On the left is a control panel for a point-to-point wired automation system. On the right is a system wired with DeviceNet. Network-based systems dramatically reduce the number of wires and the associated complexity. Although they have a higher component cost, networked systems save wiring and labor costs and have the potential to report diagnostic data that is unavailable with point to point wiring.

A fieldbus is basically an industrial communication network. It lets remote I/O devices such as sensors, actuators, and controllers talk to central controlling devices such as PLCs or PCs. The main benefit is less wiring. The alternative to using an industrial network is to hardwire each data point — connecting every discrete and analog I/O point such as proximity switches, encoders, temperature controllers, and transducers, back to a central location. Wiring each physical connection leads to an unwieldy bundle of wires. It's also a labor-intensive task that may involve pulling wires through conduit and attaching them to terminal and junction blocks.

Process control plants with thousands of I/O points can look like a spaghetti city. This is why large factory automation and process control applications use fieldbuses extensively. With a network, one wire from each device is connected to a single network cable having four or five wires.

Devices that connect to a network can also report more information back to a central controller than their nonnetworked brethren. So in addition to current physical values, setpoints can also be monitored and changed over a network. A temperature controller, instead of being manually configured, can be set up over the network to report the temperature at the current time, set point, and some PID parameters. Analog temperature controllers may have to be programmed manually with buttons, knobs, etc. The digital version provides access to every variable inside the device.

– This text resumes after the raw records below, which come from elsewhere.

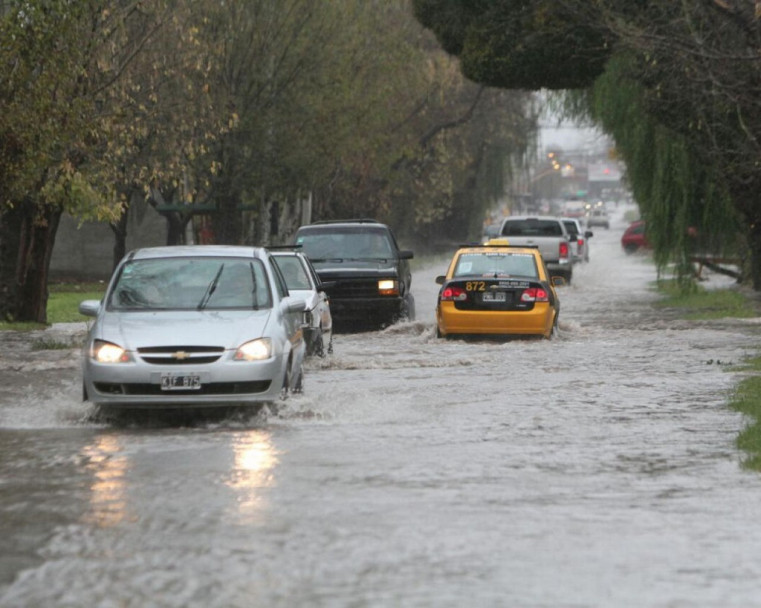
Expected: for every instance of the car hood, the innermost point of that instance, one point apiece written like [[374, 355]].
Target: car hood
[[359, 268], [310, 296], [228, 329]]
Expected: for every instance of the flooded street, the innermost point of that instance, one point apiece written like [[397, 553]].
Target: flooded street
[[596, 469]]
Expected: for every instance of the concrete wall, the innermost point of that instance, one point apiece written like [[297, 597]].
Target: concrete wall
[[87, 251]]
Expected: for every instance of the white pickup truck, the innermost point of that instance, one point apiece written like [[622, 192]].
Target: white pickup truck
[[548, 234]]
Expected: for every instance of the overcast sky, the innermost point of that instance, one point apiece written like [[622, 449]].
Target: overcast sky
[[571, 137]]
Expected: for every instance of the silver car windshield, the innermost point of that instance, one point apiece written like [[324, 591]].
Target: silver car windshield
[[203, 283], [293, 270]]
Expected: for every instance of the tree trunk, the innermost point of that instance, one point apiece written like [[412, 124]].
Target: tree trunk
[[227, 221], [27, 237], [754, 241], [176, 224], [119, 229]]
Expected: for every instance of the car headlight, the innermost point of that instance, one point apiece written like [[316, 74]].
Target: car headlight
[[388, 287], [108, 352], [256, 350]]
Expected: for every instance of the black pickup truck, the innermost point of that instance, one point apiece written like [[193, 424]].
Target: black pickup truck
[[366, 276]]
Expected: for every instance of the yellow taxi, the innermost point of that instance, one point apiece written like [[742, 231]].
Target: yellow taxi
[[496, 289]]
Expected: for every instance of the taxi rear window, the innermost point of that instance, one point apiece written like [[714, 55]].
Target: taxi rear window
[[498, 264]]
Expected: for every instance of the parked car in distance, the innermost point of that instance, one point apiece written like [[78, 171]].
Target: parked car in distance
[[579, 247], [303, 282], [367, 276], [497, 289], [634, 237], [598, 216], [574, 209], [547, 233], [193, 326], [491, 231]]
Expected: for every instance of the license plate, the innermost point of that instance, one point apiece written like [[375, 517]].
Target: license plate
[[188, 382]]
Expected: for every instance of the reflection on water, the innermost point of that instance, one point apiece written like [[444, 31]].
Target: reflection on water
[[255, 459], [108, 501]]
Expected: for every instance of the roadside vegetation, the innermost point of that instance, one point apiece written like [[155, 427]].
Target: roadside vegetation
[[238, 120], [63, 307], [746, 398], [698, 303]]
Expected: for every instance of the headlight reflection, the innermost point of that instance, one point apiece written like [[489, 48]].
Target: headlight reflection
[[255, 460], [108, 498]]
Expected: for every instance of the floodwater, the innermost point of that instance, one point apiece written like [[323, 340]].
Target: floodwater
[[596, 469]]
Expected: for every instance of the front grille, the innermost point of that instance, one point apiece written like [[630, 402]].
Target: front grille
[[361, 288], [180, 355], [215, 388]]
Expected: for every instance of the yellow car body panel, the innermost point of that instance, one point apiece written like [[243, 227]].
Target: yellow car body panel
[[536, 322]]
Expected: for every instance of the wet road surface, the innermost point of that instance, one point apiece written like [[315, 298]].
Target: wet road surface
[[597, 469]]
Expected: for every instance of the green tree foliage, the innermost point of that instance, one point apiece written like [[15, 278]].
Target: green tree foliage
[[681, 98], [518, 44], [244, 110]]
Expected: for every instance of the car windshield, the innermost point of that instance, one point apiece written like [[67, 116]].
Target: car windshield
[[293, 271], [497, 264], [352, 242], [202, 283], [571, 227], [532, 227]]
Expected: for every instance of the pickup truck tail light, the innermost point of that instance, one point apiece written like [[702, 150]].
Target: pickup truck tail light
[[453, 294], [535, 294]]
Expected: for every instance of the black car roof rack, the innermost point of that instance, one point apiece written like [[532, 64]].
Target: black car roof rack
[[365, 220], [463, 245]]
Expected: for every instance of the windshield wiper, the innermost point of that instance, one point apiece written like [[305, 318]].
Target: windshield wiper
[[210, 289]]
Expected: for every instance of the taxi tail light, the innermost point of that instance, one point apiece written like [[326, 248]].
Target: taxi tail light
[[453, 294], [535, 294]]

One example is a mass flow controller used in semiconductor fabrication. The analog version may contain seven parameters. The DeviceNet version has more than 200. As always, the one chosen really depends on the application, what is being manufactured, and the degree of needed control.

As systems grow past the threshold of 100 I/O points, the added expense of network hardware is offset by savings in wiring time. These benefits grow exponentially with the size of the system.

Overall, the fieldbus area is growing quickly. Industry experts predict that in five years it will grow to nearly twice its current size. Driving this expansion will be building automation applications along with more traditional areas such as the automotive industry, and process and factory automation.